Texto em que o autor apresenta e defende suas ideias e opiniões, a partir da interpretação de fatos e dados.
Acabou o amor, mas não deveria
"Emprego estável. Gostar de exercícios, trilha, ter uma vida saudável. FUMANTE NÃO! SEM FILHOS! Falar inglês. Ter tempo para viajar. Desejável mais de um metro e setenta"
Parece uma lista de exigências de um empregador sem noção, mas é uma lista comum de se encontrar no Tinder e outros aplicativos de encontros. No jogo erótico do século XXI é comum encontrar listas ainda mais grosseiras e absurdas. Talvez você até tenha feito uma delas. Em tempos de pandemia, encontrar uma companhia online se tornou ainda mais importante, e se por um lado saber o que se quer e o que se procura é sinal de maturidade, também pode ser sinal de inflexibilidade e pouca disposição para a surpresa e para o contraditório - e que estamos lidando com o amor de forma tão narcisista e capitalista que a paixão na nossa sociedade pode estar com os dias contados.
Essa é uma das teses do livro "A Rosa Mais Vermelha Desabrocha" da quadrinista sueca Liv Stronquist. Fui presenteada pela também quadrinista Bruna Maia, a Estar Morta, que publica tirinhas cínicas e românticas sobre as disfunções emocionais dos adultos de classe média. Para nós duas e para outras amigas, o livro ganhou caráter de revelação. A ausência de paixão pode ser um sintoma social, e é por isso que cada vez mais está difícil de arriar os quatro pneus por um boyzinho ou boyzinha que apareça por aí.
Nessa semana do dia dos namorados, a despeito das fotos de casais apaixonados e das declarações fofoletes nas redes sociais, a hashtag "EU ODEIO DIA DOS NAMORADOS" ficou horas nos trending topics do Twitter. As acusações de data fake, comercial, e criada pelo "pai do Dória" dividiam espaço com um deboche nem sempre bem-humorado sobre a data. No Brasil nenhum refresco de amor será perdoado. Em uma investigação esperta aqui para o Splash, o jornalista Breno Boechat descobriu que canções de amor são raras no top 100 do Spotify. O eu-lírico apaixonado agoniza.

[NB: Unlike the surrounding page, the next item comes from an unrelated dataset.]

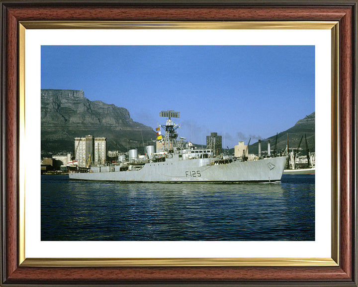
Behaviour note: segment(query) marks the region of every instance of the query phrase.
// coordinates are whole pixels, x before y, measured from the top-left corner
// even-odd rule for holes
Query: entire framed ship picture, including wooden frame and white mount
[[[357,286],[356,0],[3,0],[0,4],[2,285]],[[116,79],[121,82],[116,83]],[[70,90],[85,82],[100,96],[93,97],[81,88]],[[244,82],[251,88],[243,88]],[[112,90],[106,90],[110,85]],[[126,95],[123,106],[109,95],[114,89]],[[63,93],[66,101],[86,101],[88,110],[73,112],[75,104],[65,103]],[[61,99],[46,103],[48,95]],[[61,101],[67,108],[60,107]],[[62,114],[51,113],[46,105],[61,109]],[[130,107],[132,117],[117,106]],[[170,110],[172,107],[179,110]],[[62,132],[61,123],[67,121],[65,111],[88,117],[90,122],[97,108],[112,109],[117,117],[127,119],[128,125],[134,125],[132,136],[120,125],[115,127],[114,119],[98,116],[99,122],[112,123],[112,129],[121,136],[110,143],[113,133],[97,129],[100,134],[93,134],[95,139],[91,140],[93,154],[84,155],[83,164],[72,172],[74,160],[80,160],[81,138],[75,140],[76,133],[69,130]],[[268,130],[268,123],[263,122],[281,129],[283,126],[276,123],[292,121],[298,111],[307,117],[296,119],[291,126],[298,120],[309,125],[313,118],[313,154],[317,159],[315,175],[305,177],[305,185],[300,181],[300,188],[295,189],[300,193],[299,205],[290,194],[297,182],[282,179],[279,183],[290,154],[288,133],[285,150],[277,145],[277,136],[276,143],[271,139],[271,148],[269,141],[251,145],[252,150],[258,148],[252,151],[251,160],[244,142],[235,145],[235,150],[240,144],[244,146],[241,155],[239,151],[234,155],[234,150],[231,155],[226,148],[238,139],[259,140],[261,137],[249,130]],[[159,112],[166,124],[156,123]],[[245,120],[237,121],[238,115]],[[177,119],[184,116],[187,119]],[[254,119],[260,116],[263,119]],[[200,120],[195,117],[210,123],[210,127],[197,124]],[[46,131],[46,139],[44,127],[48,123],[44,118],[58,124],[56,131]],[[174,120],[181,124],[179,136],[182,133],[184,137],[178,138],[179,125]],[[145,121],[151,128],[137,123]],[[83,126],[85,122],[81,123]],[[248,123],[250,127],[245,130]],[[77,125],[75,131],[86,133],[82,126]],[[232,137],[233,130],[240,132]],[[307,136],[308,141],[302,136],[298,146],[303,140],[302,146],[305,143],[307,149],[304,157],[310,165],[313,155],[308,151]],[[86,141],[87,137],[91,136],[86,134]],[[153,153],[152,137],[153,142],[157,140]],[[70,182],[69,177],[80,179],[75,181],[76,191],[66,186],[65,180],[54,187],[54,182],[40,177],[36,168],[43,152],[41,145],[67,144],[63,139],[77,154],[69,159],[72,165],[66,175],[66,182]],[[191,142],[184,141],[188,139]],[[216,146],[217,139],[220,147]],[[98,141],[127,152],[116,153],[108,164],[102,160]],[[159,152],[158,148],[163,150]],[[219,155],[219,148],[223,150],[221,157],[211,154],[216,150]],[[292,155],[296,149],[291,147]],[[83,181],[101,181],[103,176],[113,181],[110,176],[116,172],[132,181],[128,174],[148,168],[162,168],[169,174],[171,167],[167,165],[175,161],[175,150],[178,162],[195,159],[200,168],[181,168],[182,174],[171,175],[170,181],[215,181],[217,178],[206,170],[210,167],[215,169],[212,174],[219,177],[218,181],[235,183],[225,187],[222,183],[157,183],[155,188],[148,183],[127,183],[118,190],[117,183]],[[121,156],[128,158],[121,161]],[[236,160],[251,170],[248,175],[241,170],[238,180],[229,175]],[[269,175],[256,171],[255,166],[262,162]],[[273,174],[281,165],[280,176],[275,178]],[[42,166],[47,168],[44,162]],[[201,169],[203,166],[208,167]],[[152,179],[153,173],[144,172],[142,176],[135,181]],[[163,178],[153,181],[165,181]],[[269,184],[261,183],[259,188],[257,183],[237,181]],[[195,185],[193,190],[188,188],[190,184]],[[205,191],[193,196],[198,186],[205,184]],[[262,198],[251,198],[248,186],[259,194],[264,189]],[[61,190],[61,196],[54,189]],[[103,192],[98,193],[101,189]],[[175,197],[177,193],[180,198]],[[127,201],[126,206],[115,199],[123,194],[127,194],[122,200]],[[72,202],[82,207],[76,211],[66,208]],[[237,216],[245,217],[245,210],[256,210],[256,217],[245,219],[249,231],[244,233],[243,228],[240,234]],[[263,220],[274,212],[277,217]],[[85,222],[91,214],[100,214],[100,229],[97,223]],[[121,219],[111,221],[113,214]],[[294,224],[295,232],[291,229]]]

Um contexto sócio-político difícil, o medo de se machucar quando todos já estamos esfolados de pandemia, boletos cada vez mais caros, aquecimento global e fascismo, a libido esmagada por tanta desgraça e focada na sobrevivência podem explicar parte do fenômeno. O amor tem sido jogado para escanteio como algo dispensável e quase um luxo comunista delirante sem espaço nas nossas vidas pragmáticas.
Existem coisas muito mais importantes do que ter pensamentos obsessivos sobre a voz, os cabelos, os olhos e os cotovelos da pessoa amada. Ou o desejo incontrolável de trancar aquele anjo perfeito no quarto e jogar a chave fora e esquecer que lá fora o mundo desaba.
A paixão não serve ninguém, a não ser aos apaixonados - ela é anticapitalista, afinal para que comprar roupa se você pode ficar pelado? - ela é anti status quo - quem tá transando não tá indo na motociata. Ela é principalmente, uma pausa no realismo para que possamos vivenciar a magia do encontro com o outro, que provavelmente não vai ticar sequer três itens da tal lista de exigências, mas vai trazer de volta a lembrança do mistério, da mortalidade e da importância de desejar e viver, apesar de.
No clássico Casablanca de 1942, Ilsa e Rick se apaixonam em plena Segunda Guerra Mundial, durante a invasão nazista na França. Se reencontram na cidadezinha do Marrocos que abriga refugiados, ativistas e pilantras. Ela agora casada com um jornalista da resistência perseguido pelos alemães, e ele um bêbado dono de bar incapaz de esquecer o amor que perdeu. Em um dos muitos momentos icônicos do filme, Ilsa diz para Rick como é péssimo o momento para se apaixonarem - afinal o mundo está desmoronando.
Mas talvez seja precisamente do que o mundo precisava naquele momento, e do que o mundo precisa agora: um pouco de amor, um pouco de idealismo, um pouco de romantismo para atravessar o colapso. Que tal dar like nas fotos de 2017 e mandar aquela DM?